The figure presents the time (min) a data entry clerk needed to transcribe the data from one paper Case Report Form to an electronic record. The median time is represented by a red line.

https://doi.org/10.1371/journal.pone.0025348.g004

After adjusting for device and week the overall error rate was not significantly associated with the duration of the interview (p = 0.33), which suggests that interviews which were conducted faster were not necessarily prone to a higher error rate.

Duration of the interviews was highly associated with the age of the interviewer (p<0.0001). Younger interviewers conducted the interviews in shorter time periods than older interviewers. However, the error rate was not associated with age (p = 0.53), but interviewers with more work experience produced lower error rates than those who were less experienced (p = 0.003).

Costs

After the EDC introduction period of 2 weeks the estimated salary costs per correctly-entered field for EDC using the tablet were 5.8% reduced compared to the standard data capture method, which served as a reference. However, compared to the standard method the salary cost for EDC using the netbook were 5.2% increased due to the increased duration of the interview.

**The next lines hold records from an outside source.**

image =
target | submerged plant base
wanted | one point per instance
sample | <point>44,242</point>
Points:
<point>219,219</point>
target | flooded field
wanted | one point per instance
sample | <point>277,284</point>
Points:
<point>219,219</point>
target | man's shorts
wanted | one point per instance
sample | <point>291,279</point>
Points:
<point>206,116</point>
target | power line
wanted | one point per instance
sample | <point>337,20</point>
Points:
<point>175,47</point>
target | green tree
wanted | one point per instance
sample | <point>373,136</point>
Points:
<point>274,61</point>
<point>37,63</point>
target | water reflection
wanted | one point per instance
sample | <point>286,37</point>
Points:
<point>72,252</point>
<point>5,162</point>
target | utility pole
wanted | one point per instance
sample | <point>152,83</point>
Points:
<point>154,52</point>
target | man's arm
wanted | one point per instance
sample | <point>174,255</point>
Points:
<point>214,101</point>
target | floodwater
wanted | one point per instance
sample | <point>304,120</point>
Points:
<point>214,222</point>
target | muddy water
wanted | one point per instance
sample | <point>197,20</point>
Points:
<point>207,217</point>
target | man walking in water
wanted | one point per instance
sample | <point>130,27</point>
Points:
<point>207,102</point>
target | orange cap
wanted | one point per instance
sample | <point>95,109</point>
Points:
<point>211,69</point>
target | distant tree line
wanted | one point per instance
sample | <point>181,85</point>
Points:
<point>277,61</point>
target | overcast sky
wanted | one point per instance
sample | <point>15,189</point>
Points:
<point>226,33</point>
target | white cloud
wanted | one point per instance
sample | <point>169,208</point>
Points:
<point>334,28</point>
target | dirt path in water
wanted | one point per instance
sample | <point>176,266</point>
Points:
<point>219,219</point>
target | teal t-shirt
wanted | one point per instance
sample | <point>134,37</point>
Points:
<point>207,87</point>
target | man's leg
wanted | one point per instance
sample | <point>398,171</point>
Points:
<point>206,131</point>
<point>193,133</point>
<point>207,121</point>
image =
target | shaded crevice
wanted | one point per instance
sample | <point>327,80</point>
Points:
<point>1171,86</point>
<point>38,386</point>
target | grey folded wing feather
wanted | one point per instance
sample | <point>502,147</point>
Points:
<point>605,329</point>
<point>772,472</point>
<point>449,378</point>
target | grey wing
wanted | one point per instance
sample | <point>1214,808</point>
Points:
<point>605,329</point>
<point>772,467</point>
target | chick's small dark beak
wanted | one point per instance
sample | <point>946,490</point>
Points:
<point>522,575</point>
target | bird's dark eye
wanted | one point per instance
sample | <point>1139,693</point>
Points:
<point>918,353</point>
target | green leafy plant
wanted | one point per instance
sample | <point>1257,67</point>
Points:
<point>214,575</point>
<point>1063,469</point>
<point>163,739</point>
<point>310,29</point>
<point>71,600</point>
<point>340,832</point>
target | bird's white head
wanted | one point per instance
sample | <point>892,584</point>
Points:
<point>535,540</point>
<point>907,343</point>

For the purchase of the technological equipment for EDC, netbook and tablet PC, 57% and 109% more funds had to be invested, respectively, than for the standard desktop, which was used for double entry of the data. Since EDC devices are exposed to heat, dust and humidity, and have to be transported frequently to and in the field – often on motorbikes, the purchase of ruggedized devices, which are sealed and promise to be shock-proved to a certain extend, might be recommendable, which would implement additional costs. The longer duration of EDC interviews will lead to a reduction of the number of interviews, which can be conducted per fieldworker and day. The smaller number of interviews will add to the costs for fieldwork either by increased study duration or employment of more staff and purchase of additional EDC devices. In both cases cost for transportation will be higher for EDC compared to the standard method. To ensure that fieldwork would not be compromised by defective devices, replacement devices should be available. In table 4 cost factors for GCP compliant EDC using the netbook or tablet were listed in comparison with the standard data collection method. The PDA was not included in the cost comparison, since the technology was very different to the technology which was used for the netbook and tablet.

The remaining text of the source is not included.